Using radius where diameter belongs. The longest object in a cylinder uses the diameter across the base, not the radius. Double the radius first.

Frequently asked questions

How does Pythagoras' theorem work in 3D?

Apply it twice. First, find a diagonal inside one face using 2D Pythagoras. Then use that diagonal as a side of a new right triangle to find the line you want.

What is the formula for the space diagonal of a cuboid?

$d^{2} = ℓ^{2} + w^{2} + h^{2}$ . Take the square root for $d$ . It's the shortcut for two combined steps of 2D Pythagoras.

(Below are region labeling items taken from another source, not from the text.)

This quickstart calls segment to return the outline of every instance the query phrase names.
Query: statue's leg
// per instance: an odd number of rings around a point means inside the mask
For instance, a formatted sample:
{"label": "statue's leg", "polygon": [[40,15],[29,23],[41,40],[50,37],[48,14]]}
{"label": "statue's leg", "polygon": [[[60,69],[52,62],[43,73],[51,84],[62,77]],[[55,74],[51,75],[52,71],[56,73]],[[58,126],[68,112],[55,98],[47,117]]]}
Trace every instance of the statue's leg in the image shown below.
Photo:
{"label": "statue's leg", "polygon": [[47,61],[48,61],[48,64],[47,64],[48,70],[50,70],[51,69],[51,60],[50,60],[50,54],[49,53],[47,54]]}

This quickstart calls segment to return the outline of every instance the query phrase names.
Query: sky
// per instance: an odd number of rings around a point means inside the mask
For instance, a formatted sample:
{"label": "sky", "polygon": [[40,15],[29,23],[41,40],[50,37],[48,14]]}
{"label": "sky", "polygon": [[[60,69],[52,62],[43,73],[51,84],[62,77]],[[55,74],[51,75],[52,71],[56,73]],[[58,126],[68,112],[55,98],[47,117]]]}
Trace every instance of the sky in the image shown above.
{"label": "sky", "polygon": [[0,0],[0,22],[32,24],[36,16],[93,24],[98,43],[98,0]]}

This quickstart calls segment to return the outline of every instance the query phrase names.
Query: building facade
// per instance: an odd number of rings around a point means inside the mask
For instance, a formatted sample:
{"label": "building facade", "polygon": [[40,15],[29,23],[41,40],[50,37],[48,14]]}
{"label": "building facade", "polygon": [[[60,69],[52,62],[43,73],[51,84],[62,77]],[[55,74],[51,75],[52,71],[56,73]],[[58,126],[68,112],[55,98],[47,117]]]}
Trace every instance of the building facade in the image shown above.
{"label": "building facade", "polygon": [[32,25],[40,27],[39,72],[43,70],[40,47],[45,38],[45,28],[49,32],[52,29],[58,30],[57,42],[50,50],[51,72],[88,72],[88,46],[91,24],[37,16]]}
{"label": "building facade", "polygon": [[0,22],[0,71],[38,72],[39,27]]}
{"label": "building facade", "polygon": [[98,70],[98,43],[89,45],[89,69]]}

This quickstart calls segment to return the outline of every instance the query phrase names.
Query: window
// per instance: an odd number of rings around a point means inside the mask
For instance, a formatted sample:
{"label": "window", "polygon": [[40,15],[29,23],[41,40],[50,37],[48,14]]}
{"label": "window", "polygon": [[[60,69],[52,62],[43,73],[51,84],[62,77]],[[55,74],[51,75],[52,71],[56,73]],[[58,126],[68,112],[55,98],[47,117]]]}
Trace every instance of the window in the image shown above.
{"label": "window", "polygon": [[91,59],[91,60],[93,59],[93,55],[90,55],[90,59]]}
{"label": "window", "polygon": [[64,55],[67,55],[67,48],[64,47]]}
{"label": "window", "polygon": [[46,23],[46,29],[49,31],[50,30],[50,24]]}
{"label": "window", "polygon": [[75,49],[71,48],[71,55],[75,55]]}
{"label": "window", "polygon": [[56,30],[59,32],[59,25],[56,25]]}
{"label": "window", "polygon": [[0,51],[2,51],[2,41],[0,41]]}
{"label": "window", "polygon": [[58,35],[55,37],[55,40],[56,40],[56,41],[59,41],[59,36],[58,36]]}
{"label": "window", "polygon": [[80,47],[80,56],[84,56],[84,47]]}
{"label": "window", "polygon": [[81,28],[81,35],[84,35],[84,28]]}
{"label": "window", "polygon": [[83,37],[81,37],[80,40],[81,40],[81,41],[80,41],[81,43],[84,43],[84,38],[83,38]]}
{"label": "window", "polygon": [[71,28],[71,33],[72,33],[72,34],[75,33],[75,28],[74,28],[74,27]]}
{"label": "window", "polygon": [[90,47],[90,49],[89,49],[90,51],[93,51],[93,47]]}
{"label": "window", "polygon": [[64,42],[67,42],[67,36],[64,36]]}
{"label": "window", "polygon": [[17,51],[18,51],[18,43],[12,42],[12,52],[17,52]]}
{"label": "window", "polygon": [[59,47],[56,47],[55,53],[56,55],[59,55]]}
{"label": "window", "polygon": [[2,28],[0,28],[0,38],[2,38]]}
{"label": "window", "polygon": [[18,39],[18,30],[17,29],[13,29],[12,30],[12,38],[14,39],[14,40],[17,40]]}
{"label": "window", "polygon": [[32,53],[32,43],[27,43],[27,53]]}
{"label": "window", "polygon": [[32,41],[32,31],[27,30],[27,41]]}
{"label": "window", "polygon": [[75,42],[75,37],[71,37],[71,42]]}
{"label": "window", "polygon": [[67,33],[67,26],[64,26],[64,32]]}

How do you find the longest object that fits inside a cylinder?

Use the diameter across the base and the height: $L^{2} = (2 r)^{2} + h^{2}$ .

What is the slant height of a cone?

The distance from the apex down the side to the edge of the base. It connects radius and vertical height via $s^{2} = r^{2} + h^{2}$ .

Can I use the d² = l² + w² + h² formula for any 3D shape?

No. That shortcut only works for cuboids. For other shapes, apply Pythagoras one step at a time on the right triangles inside the solid.

Why does the space diagonal formula add three squares?

The two steps combine: base diagonal squared = $ℓ^{2} + w^{2}$ ; space diagonal squared = base diagonal squared + $h^{2}$ . Substituting gives $ℓ^{2} + w^{2} + h^{2}$ .